The piece does a great job of looking at various aspects of the site, but one part in particular jumped out at me. With all the trials and tribulations the online news service (but don’t call it that) has faced, it has also had a meta-experiment in seeing how consumers use the news.
CJR’s Jake Batsell writes:
The databases have been an unexpected hit, supplying readers with access to more than a million public records they otherwise may not have known how to find. They’ve been so popular, in fact, that the site’s biggest initial splash has been not as a fountain of authoritative reporting and analysis, but as a resource for readers to do their own exploring. While that fact may be humbling for reporters, it’s part of a “data-as-journalism” mentality that has become the Tribune’s most far-reaching calling card.
This data has even caused tension within government offices.
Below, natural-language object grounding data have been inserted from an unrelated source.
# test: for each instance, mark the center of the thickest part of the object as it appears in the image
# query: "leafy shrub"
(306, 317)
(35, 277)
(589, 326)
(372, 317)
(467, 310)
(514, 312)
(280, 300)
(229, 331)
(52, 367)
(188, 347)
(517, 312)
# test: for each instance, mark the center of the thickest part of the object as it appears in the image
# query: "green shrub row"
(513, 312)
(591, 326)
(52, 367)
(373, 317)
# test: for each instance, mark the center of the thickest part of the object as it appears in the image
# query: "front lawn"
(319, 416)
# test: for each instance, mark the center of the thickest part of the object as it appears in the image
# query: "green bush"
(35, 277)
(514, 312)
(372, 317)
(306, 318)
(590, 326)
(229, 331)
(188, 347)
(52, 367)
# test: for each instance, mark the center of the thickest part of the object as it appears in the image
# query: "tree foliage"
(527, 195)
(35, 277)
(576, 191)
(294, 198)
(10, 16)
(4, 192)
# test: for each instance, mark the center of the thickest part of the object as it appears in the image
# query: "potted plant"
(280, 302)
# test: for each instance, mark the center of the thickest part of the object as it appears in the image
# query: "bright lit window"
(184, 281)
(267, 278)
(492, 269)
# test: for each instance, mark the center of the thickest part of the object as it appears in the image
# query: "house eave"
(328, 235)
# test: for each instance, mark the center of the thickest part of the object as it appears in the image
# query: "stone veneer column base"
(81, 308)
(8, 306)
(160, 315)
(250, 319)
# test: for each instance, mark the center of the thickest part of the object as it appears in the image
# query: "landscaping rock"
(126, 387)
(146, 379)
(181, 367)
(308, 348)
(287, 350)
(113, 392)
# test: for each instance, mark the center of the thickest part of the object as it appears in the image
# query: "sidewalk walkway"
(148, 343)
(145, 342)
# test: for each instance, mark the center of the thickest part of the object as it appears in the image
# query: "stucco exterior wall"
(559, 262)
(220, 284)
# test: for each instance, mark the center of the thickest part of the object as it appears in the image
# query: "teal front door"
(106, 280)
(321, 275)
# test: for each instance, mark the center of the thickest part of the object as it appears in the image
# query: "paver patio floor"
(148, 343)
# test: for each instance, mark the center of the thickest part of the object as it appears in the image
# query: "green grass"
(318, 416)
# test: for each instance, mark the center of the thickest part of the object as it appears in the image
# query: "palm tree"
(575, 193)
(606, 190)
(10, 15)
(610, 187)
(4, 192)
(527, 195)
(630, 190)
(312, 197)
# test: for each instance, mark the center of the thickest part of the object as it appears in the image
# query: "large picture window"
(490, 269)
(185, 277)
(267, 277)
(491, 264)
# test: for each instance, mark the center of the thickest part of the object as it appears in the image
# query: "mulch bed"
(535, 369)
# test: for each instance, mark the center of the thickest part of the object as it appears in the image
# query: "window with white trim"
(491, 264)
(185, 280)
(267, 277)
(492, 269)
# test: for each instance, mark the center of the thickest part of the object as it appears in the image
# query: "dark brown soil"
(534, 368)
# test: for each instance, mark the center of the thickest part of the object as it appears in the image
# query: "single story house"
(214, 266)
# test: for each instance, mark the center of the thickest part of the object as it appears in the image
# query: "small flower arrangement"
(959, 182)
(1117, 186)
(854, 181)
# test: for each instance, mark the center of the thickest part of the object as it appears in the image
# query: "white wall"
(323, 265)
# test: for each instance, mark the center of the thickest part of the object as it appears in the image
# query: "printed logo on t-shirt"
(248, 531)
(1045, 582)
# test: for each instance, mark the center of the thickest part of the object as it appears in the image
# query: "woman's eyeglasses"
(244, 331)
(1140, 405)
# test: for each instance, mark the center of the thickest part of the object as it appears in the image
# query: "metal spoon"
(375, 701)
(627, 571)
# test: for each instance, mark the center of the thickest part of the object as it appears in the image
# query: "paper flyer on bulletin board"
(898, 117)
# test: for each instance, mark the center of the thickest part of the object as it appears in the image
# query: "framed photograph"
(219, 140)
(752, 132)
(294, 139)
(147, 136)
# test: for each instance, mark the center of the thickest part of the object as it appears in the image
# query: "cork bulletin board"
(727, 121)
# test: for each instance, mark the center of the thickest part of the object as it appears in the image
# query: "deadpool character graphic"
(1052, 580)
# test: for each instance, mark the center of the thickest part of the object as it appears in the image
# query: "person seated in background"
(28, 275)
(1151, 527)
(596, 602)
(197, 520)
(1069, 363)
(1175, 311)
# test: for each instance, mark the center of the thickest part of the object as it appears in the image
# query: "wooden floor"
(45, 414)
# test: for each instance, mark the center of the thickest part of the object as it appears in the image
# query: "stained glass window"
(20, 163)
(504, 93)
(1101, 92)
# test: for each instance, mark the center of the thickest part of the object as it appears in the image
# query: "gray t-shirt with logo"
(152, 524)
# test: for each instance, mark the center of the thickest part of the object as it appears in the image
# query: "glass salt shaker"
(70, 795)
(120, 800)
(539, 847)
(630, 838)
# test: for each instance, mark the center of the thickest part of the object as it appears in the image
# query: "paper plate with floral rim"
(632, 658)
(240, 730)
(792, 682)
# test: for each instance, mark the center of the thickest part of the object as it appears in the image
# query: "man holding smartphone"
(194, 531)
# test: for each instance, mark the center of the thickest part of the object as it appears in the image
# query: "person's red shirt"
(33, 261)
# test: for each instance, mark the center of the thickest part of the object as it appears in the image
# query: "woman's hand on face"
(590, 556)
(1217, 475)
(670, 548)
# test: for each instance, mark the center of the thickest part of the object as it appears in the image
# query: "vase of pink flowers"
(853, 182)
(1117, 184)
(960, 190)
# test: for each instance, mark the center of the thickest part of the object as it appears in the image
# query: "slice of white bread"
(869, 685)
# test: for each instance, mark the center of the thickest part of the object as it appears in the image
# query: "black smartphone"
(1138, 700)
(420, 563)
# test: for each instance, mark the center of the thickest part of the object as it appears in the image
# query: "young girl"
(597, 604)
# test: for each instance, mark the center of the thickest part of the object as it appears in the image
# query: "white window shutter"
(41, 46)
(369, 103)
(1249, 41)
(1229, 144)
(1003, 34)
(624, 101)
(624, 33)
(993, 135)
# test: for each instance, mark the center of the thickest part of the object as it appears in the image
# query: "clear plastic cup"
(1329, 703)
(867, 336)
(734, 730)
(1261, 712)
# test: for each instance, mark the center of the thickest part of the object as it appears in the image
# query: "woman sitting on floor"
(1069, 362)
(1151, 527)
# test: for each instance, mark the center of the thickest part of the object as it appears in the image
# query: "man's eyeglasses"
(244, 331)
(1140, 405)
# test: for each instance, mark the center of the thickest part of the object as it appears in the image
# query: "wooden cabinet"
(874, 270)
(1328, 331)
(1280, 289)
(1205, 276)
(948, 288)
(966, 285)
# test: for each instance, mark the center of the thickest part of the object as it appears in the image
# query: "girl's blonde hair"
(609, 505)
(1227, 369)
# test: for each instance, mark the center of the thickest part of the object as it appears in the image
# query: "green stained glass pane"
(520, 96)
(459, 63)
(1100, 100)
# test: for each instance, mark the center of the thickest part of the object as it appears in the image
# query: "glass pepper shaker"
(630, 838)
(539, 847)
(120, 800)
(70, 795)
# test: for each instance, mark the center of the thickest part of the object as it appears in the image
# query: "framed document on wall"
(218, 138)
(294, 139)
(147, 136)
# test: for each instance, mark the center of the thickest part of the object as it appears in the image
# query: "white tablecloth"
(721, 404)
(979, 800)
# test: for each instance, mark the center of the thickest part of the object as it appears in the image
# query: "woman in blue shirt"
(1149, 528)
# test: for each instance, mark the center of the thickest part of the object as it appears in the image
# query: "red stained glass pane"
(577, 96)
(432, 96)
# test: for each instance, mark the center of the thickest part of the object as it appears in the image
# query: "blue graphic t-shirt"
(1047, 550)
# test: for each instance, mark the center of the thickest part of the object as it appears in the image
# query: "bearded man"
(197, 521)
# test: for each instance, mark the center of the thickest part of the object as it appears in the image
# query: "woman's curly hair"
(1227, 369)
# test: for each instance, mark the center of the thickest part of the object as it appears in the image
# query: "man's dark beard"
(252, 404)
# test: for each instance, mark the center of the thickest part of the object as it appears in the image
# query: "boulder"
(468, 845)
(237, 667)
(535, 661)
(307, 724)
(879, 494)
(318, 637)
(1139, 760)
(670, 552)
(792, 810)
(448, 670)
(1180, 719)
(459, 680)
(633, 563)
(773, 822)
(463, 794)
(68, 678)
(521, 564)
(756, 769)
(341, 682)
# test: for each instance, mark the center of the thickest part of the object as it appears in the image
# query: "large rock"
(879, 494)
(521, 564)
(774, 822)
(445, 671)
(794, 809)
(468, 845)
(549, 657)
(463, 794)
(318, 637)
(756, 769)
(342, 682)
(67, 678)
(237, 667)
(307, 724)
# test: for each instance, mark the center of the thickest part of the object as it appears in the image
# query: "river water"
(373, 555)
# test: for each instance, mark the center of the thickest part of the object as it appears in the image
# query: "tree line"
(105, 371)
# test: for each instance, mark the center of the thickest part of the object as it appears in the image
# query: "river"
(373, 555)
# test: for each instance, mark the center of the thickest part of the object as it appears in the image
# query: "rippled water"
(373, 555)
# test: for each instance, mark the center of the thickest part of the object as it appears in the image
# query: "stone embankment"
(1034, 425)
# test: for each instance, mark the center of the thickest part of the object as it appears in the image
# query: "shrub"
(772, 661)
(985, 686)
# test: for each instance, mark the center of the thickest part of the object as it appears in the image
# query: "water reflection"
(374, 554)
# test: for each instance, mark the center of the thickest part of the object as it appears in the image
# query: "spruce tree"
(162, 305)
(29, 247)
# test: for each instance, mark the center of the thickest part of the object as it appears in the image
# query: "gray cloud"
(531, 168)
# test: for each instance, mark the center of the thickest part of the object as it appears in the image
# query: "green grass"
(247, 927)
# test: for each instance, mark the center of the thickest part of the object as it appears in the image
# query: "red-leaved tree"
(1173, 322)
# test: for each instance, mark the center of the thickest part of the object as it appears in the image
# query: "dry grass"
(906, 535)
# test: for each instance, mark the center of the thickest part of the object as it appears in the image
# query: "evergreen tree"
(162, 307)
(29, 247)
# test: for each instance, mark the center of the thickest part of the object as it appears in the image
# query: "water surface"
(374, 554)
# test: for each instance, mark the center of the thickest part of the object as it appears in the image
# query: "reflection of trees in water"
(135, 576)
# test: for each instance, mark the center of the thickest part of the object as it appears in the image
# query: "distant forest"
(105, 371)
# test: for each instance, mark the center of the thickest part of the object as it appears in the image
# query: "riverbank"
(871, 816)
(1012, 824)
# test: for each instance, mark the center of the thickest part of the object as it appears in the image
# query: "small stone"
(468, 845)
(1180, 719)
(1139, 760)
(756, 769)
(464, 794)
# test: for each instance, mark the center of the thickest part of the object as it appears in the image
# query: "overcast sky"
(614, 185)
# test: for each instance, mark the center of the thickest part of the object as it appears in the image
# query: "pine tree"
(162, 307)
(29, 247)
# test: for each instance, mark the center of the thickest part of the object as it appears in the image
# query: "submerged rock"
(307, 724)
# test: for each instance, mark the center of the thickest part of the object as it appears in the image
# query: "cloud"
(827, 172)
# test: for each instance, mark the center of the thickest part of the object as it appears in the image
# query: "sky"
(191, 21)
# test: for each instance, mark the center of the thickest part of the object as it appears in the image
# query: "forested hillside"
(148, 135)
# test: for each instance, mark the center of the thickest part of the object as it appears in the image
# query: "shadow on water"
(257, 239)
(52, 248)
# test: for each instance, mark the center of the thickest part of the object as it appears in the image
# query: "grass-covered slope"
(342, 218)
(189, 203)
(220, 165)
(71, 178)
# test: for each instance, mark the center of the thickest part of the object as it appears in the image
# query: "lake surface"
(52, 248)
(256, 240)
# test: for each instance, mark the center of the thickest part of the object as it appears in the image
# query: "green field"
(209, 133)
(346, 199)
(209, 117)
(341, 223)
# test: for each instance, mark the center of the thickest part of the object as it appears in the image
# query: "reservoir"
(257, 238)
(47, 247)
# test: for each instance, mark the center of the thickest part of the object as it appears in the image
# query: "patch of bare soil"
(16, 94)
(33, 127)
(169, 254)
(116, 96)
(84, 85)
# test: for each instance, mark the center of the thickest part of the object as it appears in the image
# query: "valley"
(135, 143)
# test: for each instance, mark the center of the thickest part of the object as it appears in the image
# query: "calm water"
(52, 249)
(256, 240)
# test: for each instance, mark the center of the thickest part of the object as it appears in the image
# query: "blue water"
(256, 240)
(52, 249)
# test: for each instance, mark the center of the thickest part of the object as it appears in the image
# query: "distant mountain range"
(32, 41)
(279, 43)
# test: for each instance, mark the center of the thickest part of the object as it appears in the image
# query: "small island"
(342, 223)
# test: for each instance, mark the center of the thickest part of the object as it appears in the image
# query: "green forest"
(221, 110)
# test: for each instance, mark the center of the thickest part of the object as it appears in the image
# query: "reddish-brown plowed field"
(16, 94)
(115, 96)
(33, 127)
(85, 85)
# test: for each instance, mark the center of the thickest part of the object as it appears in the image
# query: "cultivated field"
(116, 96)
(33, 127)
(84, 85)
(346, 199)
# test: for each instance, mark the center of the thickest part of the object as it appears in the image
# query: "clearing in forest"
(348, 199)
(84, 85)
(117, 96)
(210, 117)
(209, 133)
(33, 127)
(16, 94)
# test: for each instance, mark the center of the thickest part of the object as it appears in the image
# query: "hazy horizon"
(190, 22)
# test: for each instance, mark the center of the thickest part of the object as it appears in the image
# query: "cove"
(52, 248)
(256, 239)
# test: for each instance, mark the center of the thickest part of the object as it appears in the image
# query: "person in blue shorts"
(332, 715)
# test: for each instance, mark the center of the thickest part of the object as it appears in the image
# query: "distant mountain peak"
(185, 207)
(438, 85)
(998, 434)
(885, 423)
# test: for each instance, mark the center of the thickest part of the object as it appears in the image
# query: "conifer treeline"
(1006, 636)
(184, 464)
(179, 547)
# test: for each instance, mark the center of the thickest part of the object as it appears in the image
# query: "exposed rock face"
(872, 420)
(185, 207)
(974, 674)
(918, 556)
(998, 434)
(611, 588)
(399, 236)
For instance, the site’s government salary database-by far its most popular data application-has sparked some strong reactions and nasty office politics. State hiring managers are irritated that employees now compare salaries with colleagues. Workers are alarmed to see their salaries pop up when they Google themselves. One state employee’s wife called Smith to complain that she considers the database not only a violation of privacy but “rape.”
So after wrangling the “best young journalist crew in Texas,” according to senior Dallas Morning News Political writer Wayne Slater, the main aspect of the site that has brought people in has been the raw data says CJR.
Although the Tribune has other ways of raising money, can a database support a website and the journalists under its payroll? Seems unlikely, but I guess it depends on just how annoyed those government employees are about their colleagues’ salary.